Path Similarity Analysis: a Method for Quantifying Macromolecular Pathways

TL;DR

The paper introduces Path Similarity Analysis (PSA), a novel method using geometric path metrics to quantitatively compare macromolecular transition paths in high-dimensional space, aiding the assessment of sampling algorithms.

Contribution

PSA utilizes Hausdorff and Fréchet metrics to quantify path similarity and introduces Hausdorff-pair maps for atomic-scale analysis, advancing the comparison of complex molecular transition paths.

Findings

PSA successfully compares multiple transition ensembles of adenylate kinase.

Differences in transition paths are linked to specific atomic interactions like salt bridges.

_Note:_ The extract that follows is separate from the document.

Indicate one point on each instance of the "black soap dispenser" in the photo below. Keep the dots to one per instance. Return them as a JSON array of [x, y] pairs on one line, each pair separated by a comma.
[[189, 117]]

PSA can be integrated with existing analysis methods for complex systems.

Abstract

Diverse classes of proteins function through large-scale conformational changes; sophisticated enhanced sampling methods have been proposed to generate these macromolecular transition paths. As such paths are curves in a high-dimensional space, they have been difficult to compare quantitatively, a prerequisite to, for instance, assess the quality of different sampling algorithms. The Path Similarity Analysis (PSA) approach alleviates these difficulties by utilizing the full information in 3N-dimensional trajectories in configuration space. PSA employs the Hausdorff or Fr\'echet path metrics---adopted from computational geometry---enabling us to quantify path (dis)similarity, while the new concept of a Hausdorff-pair map permits the extraction of atomic-scale determinants responsible for path differences. Combined with clustering techniques, PSA facilitates the comparison of many paths, including collections of transition ensembles. We use the closed-to-open transition of the enzyme adenylate kinase (AdK)---a commonly used testbed for the assessment enhanced sampling algorithms---to examine multiple microsecond equilibrium molecular dynamics (MD) transitions of AdK in its substrate-free form alongside transition ensembles from the MD-based dynamic importance sampling (DIMS-MD) and targeted MD (TMD) methods, and a geometrical targeting algorithm (FRODA). A Hausdorff pairs analysis of these ensembles revealed, for instance, that differences in DIMS-MD and FRODA paths were mediated by a set of conserved salt bridges whose charge-charge interactions are fully modeled in DIMS-MD but not in FRODA. We also demonstrate how existing trajectory analysis methods relying on pre-defined collective variables, such as native contacts or geometric quantities, can be used synergistically with PSA, as well as the application of PSA to more complex systems such as membrane transporter proteins.